Re: [Xen-devel] More questions about Xen memory layout/usage, access to guest memory

From: Andrew Cooper <andrew.cooper3@citrix.com>
To: "Johnson, Ethan" <ejohns48@cs.rochester.edu>,
	"xen-devel@lists.xenproject.org" <xen-devel@lists.xenproject.org>
Subject: Re: [Xen-devel] More questions about Xen memory layout/usage, access to guest memory
Date: Sat, 17 Aug 2019 12:04:04 +0100	[thread overview]
Message-ID: <79c7b71f-0b61-2799-4a79-644536a9c891@citrix.com> (raw)
In-Reply-To: <15a4c482-1207-1d8a-fd2a-dc4f25956c27@cs.rochester.edu>

On 16/08/2019 20:51, Johnson, Ethan wrote:
> Hi all,
>
> I have some follow-up questions about Xen's usage and layout of memory, 
> building on the ones I asked here a few weeks ago (which were quite 
> helpfully answered: see 
> https://lists.xenproject.org/archives/html/xen-devel/2019-07/msg01513.html 
> for reference).

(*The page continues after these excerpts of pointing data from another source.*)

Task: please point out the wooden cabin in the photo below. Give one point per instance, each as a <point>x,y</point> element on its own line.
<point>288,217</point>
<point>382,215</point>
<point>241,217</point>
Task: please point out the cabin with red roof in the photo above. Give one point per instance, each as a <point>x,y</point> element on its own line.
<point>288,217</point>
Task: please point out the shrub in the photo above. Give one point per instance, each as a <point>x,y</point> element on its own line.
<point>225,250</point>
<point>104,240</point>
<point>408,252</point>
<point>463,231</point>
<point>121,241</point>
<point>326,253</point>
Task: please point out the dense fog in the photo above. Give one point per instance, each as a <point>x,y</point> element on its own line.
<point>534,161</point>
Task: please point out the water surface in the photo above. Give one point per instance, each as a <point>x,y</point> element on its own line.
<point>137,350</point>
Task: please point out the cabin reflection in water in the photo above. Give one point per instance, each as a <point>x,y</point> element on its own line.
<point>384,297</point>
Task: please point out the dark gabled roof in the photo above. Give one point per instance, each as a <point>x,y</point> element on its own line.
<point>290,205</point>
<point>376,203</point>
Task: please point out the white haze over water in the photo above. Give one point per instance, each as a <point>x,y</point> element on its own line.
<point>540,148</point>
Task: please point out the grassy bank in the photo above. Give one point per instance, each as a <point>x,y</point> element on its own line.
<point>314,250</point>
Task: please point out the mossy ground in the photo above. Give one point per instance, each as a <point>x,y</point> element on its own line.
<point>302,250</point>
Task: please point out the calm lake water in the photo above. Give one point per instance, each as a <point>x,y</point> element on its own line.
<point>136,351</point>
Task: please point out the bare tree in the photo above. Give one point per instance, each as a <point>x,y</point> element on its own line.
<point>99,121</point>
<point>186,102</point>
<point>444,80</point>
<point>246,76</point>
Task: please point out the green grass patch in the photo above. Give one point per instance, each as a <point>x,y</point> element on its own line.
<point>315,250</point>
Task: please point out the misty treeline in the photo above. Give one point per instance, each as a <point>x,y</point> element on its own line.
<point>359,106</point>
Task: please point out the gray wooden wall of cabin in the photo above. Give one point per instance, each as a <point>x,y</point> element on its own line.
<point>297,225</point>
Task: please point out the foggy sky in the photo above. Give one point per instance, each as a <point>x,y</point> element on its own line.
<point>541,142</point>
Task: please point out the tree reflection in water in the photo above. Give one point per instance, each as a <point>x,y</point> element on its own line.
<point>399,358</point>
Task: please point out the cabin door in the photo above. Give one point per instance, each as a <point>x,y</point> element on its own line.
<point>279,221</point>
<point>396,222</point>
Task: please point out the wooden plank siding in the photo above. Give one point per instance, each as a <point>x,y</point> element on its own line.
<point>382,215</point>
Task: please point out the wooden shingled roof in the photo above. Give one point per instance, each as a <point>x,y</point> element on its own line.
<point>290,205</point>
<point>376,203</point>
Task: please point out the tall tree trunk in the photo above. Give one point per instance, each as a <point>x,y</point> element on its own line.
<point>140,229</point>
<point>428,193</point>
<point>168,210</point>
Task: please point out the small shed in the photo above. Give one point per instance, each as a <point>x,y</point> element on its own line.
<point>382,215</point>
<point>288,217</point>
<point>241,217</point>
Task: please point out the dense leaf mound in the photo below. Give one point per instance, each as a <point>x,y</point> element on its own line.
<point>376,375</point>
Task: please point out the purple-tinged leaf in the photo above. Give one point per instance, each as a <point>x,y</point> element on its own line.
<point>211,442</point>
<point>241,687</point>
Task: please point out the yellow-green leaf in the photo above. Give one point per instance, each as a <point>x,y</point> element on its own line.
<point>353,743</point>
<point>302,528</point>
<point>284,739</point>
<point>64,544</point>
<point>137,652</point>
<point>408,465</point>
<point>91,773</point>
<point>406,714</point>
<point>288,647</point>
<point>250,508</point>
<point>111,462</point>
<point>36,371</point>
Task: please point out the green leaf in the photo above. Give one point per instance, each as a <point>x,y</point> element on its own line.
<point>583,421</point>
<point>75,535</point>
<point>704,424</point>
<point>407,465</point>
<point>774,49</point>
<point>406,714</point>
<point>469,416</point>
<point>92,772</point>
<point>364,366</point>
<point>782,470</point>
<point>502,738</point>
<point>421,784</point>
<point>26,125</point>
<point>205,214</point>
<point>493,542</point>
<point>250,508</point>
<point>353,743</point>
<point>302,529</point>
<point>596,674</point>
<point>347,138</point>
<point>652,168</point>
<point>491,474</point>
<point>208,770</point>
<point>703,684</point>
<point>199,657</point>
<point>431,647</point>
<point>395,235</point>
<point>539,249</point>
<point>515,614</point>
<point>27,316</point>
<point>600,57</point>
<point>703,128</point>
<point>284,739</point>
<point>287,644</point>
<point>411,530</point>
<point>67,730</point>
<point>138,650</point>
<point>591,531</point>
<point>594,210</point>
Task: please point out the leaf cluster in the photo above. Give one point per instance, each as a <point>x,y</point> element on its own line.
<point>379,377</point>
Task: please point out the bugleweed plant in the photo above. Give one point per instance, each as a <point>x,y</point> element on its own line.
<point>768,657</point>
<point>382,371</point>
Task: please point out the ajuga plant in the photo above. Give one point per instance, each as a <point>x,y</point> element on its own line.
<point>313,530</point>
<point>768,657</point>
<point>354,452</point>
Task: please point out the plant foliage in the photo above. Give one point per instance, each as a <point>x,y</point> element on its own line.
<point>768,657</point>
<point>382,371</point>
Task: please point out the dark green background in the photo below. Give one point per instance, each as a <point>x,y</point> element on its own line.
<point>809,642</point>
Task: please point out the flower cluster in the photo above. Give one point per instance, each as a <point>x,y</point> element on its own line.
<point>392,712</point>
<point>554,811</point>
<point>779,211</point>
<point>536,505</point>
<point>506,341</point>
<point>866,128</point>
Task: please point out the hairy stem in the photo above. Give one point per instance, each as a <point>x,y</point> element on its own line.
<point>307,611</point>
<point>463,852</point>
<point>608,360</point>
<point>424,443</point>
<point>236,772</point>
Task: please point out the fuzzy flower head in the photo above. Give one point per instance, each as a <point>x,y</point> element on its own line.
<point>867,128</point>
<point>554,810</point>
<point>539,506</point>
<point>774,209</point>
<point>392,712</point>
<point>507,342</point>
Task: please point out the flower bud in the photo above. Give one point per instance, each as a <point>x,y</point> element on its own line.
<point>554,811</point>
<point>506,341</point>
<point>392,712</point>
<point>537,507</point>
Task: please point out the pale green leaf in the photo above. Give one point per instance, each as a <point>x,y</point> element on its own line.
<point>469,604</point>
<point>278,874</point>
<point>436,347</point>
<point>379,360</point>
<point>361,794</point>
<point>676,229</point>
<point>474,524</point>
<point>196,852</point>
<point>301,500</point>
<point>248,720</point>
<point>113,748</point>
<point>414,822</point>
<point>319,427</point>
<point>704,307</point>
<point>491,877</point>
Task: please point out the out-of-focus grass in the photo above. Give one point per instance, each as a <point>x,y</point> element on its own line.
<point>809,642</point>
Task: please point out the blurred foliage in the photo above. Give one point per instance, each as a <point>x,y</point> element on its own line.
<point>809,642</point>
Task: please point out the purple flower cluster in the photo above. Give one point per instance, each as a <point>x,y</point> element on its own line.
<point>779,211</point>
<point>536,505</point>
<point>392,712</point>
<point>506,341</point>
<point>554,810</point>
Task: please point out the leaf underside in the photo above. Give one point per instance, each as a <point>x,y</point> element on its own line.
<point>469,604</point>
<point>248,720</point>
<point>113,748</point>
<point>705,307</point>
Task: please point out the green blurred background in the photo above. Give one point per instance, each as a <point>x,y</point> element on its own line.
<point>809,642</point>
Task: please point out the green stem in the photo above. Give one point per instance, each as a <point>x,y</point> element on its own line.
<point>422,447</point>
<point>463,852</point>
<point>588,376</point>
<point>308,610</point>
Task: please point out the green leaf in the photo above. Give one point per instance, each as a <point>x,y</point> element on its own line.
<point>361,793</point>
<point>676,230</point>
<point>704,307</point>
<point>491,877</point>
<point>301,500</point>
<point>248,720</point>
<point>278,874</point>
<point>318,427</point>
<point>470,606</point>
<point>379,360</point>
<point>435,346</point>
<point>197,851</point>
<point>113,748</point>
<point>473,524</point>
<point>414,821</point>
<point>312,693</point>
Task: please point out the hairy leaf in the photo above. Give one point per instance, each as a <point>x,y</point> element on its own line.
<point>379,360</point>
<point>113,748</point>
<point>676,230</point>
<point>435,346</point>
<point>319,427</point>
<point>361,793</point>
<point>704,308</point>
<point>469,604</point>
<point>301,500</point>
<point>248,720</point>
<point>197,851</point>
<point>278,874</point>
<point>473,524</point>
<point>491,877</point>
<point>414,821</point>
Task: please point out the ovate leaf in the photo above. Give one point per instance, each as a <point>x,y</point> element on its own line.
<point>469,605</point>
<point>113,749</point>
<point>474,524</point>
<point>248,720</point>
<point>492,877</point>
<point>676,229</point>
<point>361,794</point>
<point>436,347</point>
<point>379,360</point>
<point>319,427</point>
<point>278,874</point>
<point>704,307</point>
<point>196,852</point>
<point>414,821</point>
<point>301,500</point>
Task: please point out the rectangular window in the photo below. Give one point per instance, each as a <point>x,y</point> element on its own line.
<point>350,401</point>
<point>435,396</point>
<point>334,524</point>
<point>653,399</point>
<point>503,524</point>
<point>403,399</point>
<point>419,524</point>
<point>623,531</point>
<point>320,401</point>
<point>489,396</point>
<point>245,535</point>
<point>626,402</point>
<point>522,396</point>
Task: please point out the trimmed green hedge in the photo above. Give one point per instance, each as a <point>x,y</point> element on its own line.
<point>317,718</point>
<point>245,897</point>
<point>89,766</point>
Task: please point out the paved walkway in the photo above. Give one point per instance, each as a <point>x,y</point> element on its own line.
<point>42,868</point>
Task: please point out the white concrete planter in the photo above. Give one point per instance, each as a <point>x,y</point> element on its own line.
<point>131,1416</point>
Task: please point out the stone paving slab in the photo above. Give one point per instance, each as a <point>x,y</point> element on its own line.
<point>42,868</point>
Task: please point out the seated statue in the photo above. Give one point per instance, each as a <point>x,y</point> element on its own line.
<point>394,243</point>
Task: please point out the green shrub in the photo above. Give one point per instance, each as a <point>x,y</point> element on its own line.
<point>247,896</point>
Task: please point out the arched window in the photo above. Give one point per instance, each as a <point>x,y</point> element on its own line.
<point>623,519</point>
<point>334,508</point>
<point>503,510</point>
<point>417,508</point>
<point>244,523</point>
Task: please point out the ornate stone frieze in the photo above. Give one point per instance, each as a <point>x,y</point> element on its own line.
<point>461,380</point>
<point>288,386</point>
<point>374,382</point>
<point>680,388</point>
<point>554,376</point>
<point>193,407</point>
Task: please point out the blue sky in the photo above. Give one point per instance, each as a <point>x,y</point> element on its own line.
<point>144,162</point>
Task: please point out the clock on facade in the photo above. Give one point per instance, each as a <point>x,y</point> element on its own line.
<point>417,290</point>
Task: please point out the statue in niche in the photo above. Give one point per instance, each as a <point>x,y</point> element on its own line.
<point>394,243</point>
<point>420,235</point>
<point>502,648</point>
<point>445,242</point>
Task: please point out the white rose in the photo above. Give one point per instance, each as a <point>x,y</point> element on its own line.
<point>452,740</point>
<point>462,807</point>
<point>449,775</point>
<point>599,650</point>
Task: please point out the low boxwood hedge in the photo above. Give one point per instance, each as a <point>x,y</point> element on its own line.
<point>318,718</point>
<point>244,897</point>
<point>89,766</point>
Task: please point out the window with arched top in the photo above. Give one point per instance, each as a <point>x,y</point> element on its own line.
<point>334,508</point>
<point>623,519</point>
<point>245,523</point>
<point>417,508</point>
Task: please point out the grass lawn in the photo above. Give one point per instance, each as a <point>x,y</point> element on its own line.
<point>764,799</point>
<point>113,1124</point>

For context on why I'm asking these questions, I'm using 
> Xen as a research platform for enforcing novel memory protection schemes 
> on hypervisors and guests.
>
> 1. Xen itself lives in the memory region from (on x86-64) 0xffff 8000 
> 0000 0000 - 0xffff 8777 ffff ffff, regardless of whether it's in PV mode 
> or HVM/PVH. Clearly, in PV mode a separate set of page tables (i.e. CR3 
> root pointer) must be used for each guest.

More than that.  Each vCPU.

PV guests manage their own pagetables, and have a vCR3 which the guest
kernel controls, and we must honour.

For 64bit PV guests, each time a new L4 pagetable is created, Xen sets
up its own 16 slots appropriately.  As a result, Xen itself is able to
function appropriately on all pagetable hierarchies the PV guest
creates.  See init_xen_l4_slots() which does this.

For 32bit PV guests, things are a tad more complicated.  Each vCR3 is
actually a PAE-quad of pagetable entries.  Because Xen is still
operating in 64bit mode with 4-level paging, we enforce that guests
allocate a full 4k page for the pagetable (rather than the 32 bytes it
would normally be).

In Xen, we allocate what is called a monitor table, which is per-vcpu
(set up with all the correct details for Xen), and we rewrite slot 0
each time the vCPU changes vCR3.

Not related to this question, but important for future answers.  All
pagetables are actually at a minimum per-domain, because we have
per-domain mappings to simplify certain tasks.  Contained within these
are various structures, including the hypercall compatibility
translation area.  This per-domain restriction can in principle be
lifted if we alter the way Xen chooses to lay out its memory.

> Is that also true of the host 
> (non-extended, i.e. CR3 in VMX root mode) page tables when an HVM/PVH 
> guest is running?

Historical context is important to answer this question.

When the first HVM support came along, there was no EPT or NPT in
hardware.  Hypervisors were required to virtualise the guests pagetable
structure, which is called Shadow Paging in Xen.  The shadow pagetables
themselves are organised per-domain so as to form a single coherent
guest physical address space, but CPUs operating in non-root mode still
needed the real CR3 pointing at the logical vCPU's CR3 which was being
virtualised.

In practice, we still allocate a monitor pagetable per vcpu for HVM
guests, even with HAP support.  I can't think of any restrictions which
would prevent us from doing this differently.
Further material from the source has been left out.